Faculty of Information Technology, Macau University of Science and Technology, Macau, China.
Shaoguan University, Shaoguan, Guangdong, China.
Technol Health Care. 2021;29(S1):287-295. doi: 10.3233/THC-218026.
In genome research, it is particularly important to identify molecular biomarkers or signaling pathways related to phenotypes. Logistic regression model is a powerful discrimination method that can offer a clear statistical explanation and obtain the classification probability of classification label information. However, it is unable to fulfill biomarker selection.

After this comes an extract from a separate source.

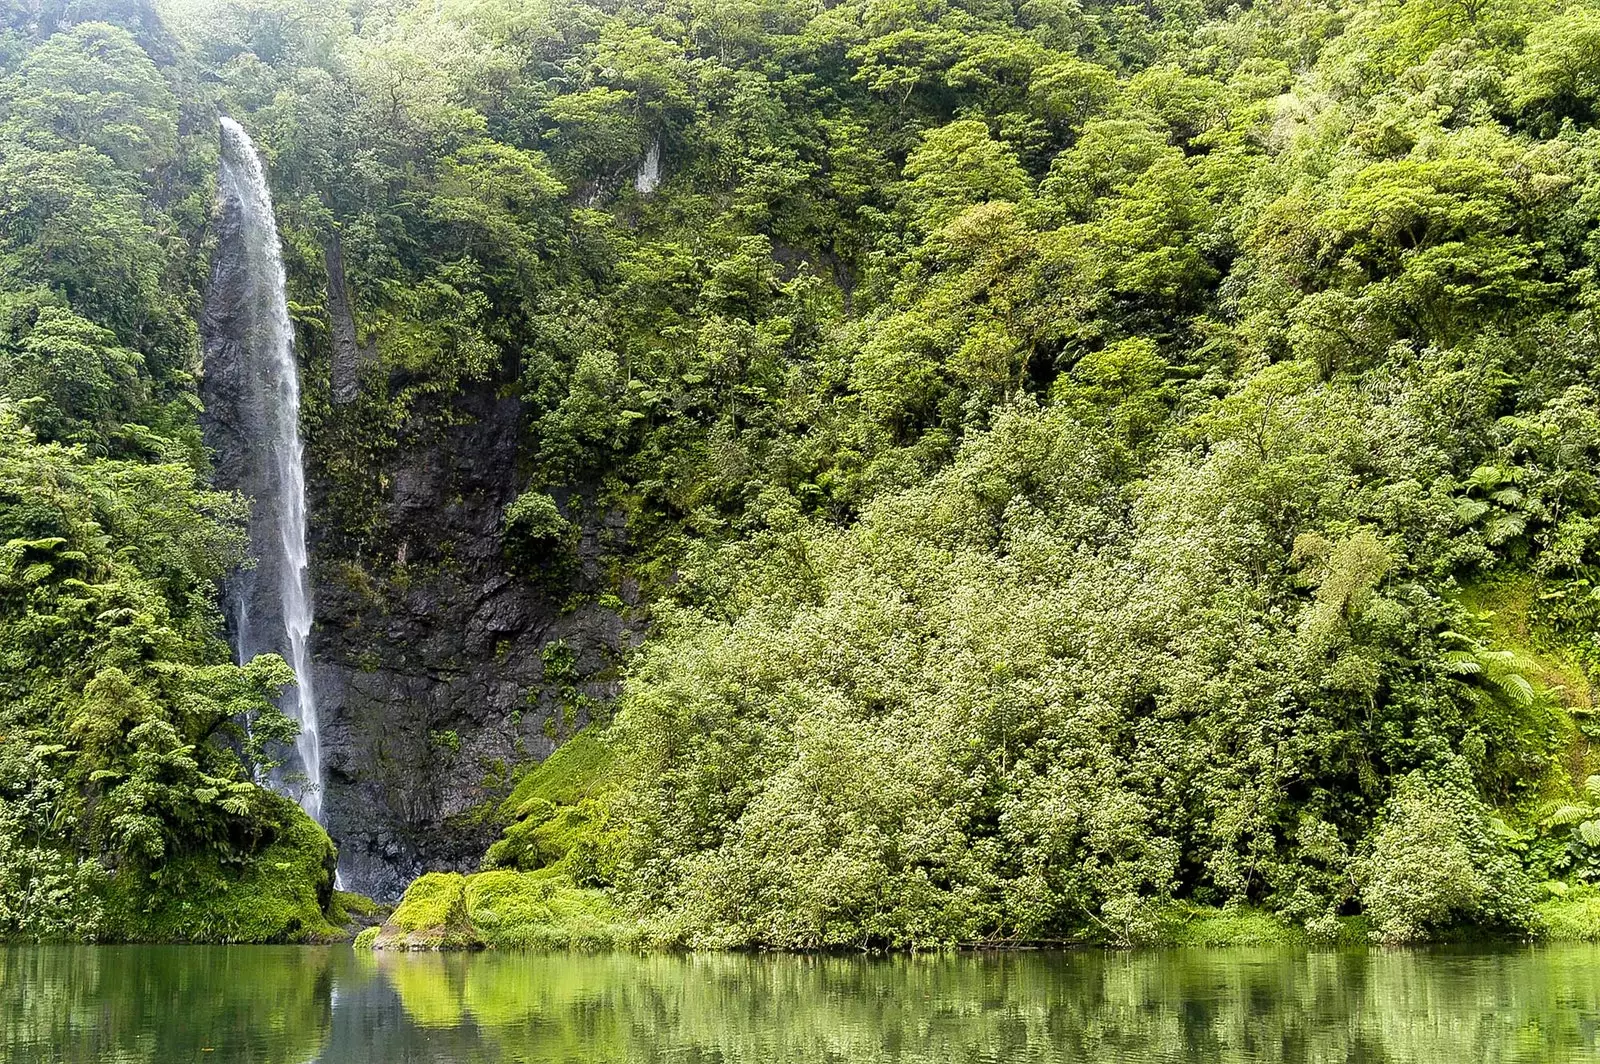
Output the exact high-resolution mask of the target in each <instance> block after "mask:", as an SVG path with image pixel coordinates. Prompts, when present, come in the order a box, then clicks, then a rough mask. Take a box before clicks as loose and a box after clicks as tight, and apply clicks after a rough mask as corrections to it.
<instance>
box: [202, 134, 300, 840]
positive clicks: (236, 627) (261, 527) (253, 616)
mask: <svg viewBox="0 0 1600 1064" xmlns="http://www.w3.org/2000/svg"><path fill="white" fill-rule="evenodd" d="M218 195H219V197H221V198H222V202H224V206H226V208H229V210H232V208H237V211H238V227H240V237H242V242H243V248H242V290H243V291H242V299H240V306H237V307H234V315H235V318H237V322H238V330H240V333H242V334H240V336H238V338H237V339H238V346H237V352H238V357H240V358H243V360H246V363H248V365H245V366H240V371H238V373H237V378H238V381H240V387H242V392H243V395H242V397H240V402H242V405H243V406H245V410H243V411H242V414H240V421H242V424H243V426H245V427H246V430H248V435H250V437H251V438H248V440H246V442H248V445H250V446H251V448H253V456H251V458H253V461H254V462H258V464H259V466H261V469H259V470H258V475H256V477H253V480H254V483H253V491H251V494H253V496H254V515H253V518H251V547H253V550H254V552H256V554H258V555H259V563H258V570H256V571H254V573H251V574H248V579H250V582H251V587H250V589H246V590H243V592H240V594H234V595H230V600H232V602H230V610H232V622H234V640H235V643H237V646H235V650H237V651H238V656H240V661H248V659H250V658H253V656H254V654H259V653H266V651H272V653H280V654H283V658H285V659H286V661H288V662H290V667H291V669H293V670H294V690H293V691H285V694H283V712H286V714H288V715H290V717H293V718H294V720H298V722H299V728H301V730H299V738H298V739H296V741H294V752H296V755H298V758H299V766H301V771H302V773H304V774H306V782H304V784H302V786H299V787H291V789H290V790H291V794H294V792H298V794H296V797H298V800H299V803H301V808H304V810H306V811H307V813H309V814H310V816H312V818H314V819H317V821H318V822H320V821H322V744H320V736H318V730H317V696H315V691H314V688H312V675H310V648H309V642H310V626H312V603H310V584H309V579H307V571H306V570H307V563H309V554H307V549H306V464H304V448H302V445H301V437H299V371H298V366H296V365H294V330H293V325H291V323H290V309H288V296H286V290H285V280H283V254H282V250H280V245H278V226H277V219H275V218H274V213H272V192H270V190H269V189H267V179H266V174H264V173H262V168H261V157H259V155H258V154H256V146H254V144H251V141H250V136H248V134H246V133H245V130H243V128H242V126H240V125H238V123H237V122H234V120H232V118H222V168H221V176H219V179H218ZM261 578H266V579H274V581H275V590H277V606H278V610H277V613H278V614H280V618H270V621H278V619H282V629H278V626H277V624H275V622H266V621H269V619H266V618H259V616H251V602H253V600H254V594H253V592H254V581H258V579H261ZM269 590H270V587H262V589H261V592H269Z"/></svg>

The aim of this paper is to give the model efficient gene selection capability.
In this paper, we propose a new penalized logsum network-based regularization logistic regression model for gene selection and cancer classification.
Experimental results on simulated data sets show that our method is effective in the analysis of high-dimensional data. For a large data set, the proposed method has achieved 89.66% (training) and 90.02% (testing) AUC performances, which are, on average, 5.17% (training) and 4.49% (testing) better than mainstream methods.
The proposed method can be considered a promising tool for gene selection and cancer classification of high-dimensional biological data.
在基因组研究中,识别与表型相关的分子生物标志物或信号通路尤为重要。逻辑回归模型是一种强大的判别方法,可提供清晰的统计解释,并获得分类标签信息的分类概率。但是,它无法完成生物标志物的选择。
本文旨在赋予模型有效的基因选择能力。
本文提出了一种新的基于惩罚对数和网络的正则化逻辑回归模型,用于基因选择和癌症分类。
在模拟数据集上的实验结果表明,我们的方法在分析高维数据方面是有效的。对于大数据集,所提出的方法在训练和测试中的 AUC 性能分别达到了 89.66%和 90.02%,平均比主流方法好 5.17%和 4.49%。
该方法可被视为高维生物数据基因选择和癌症分类的一种有前途的工具。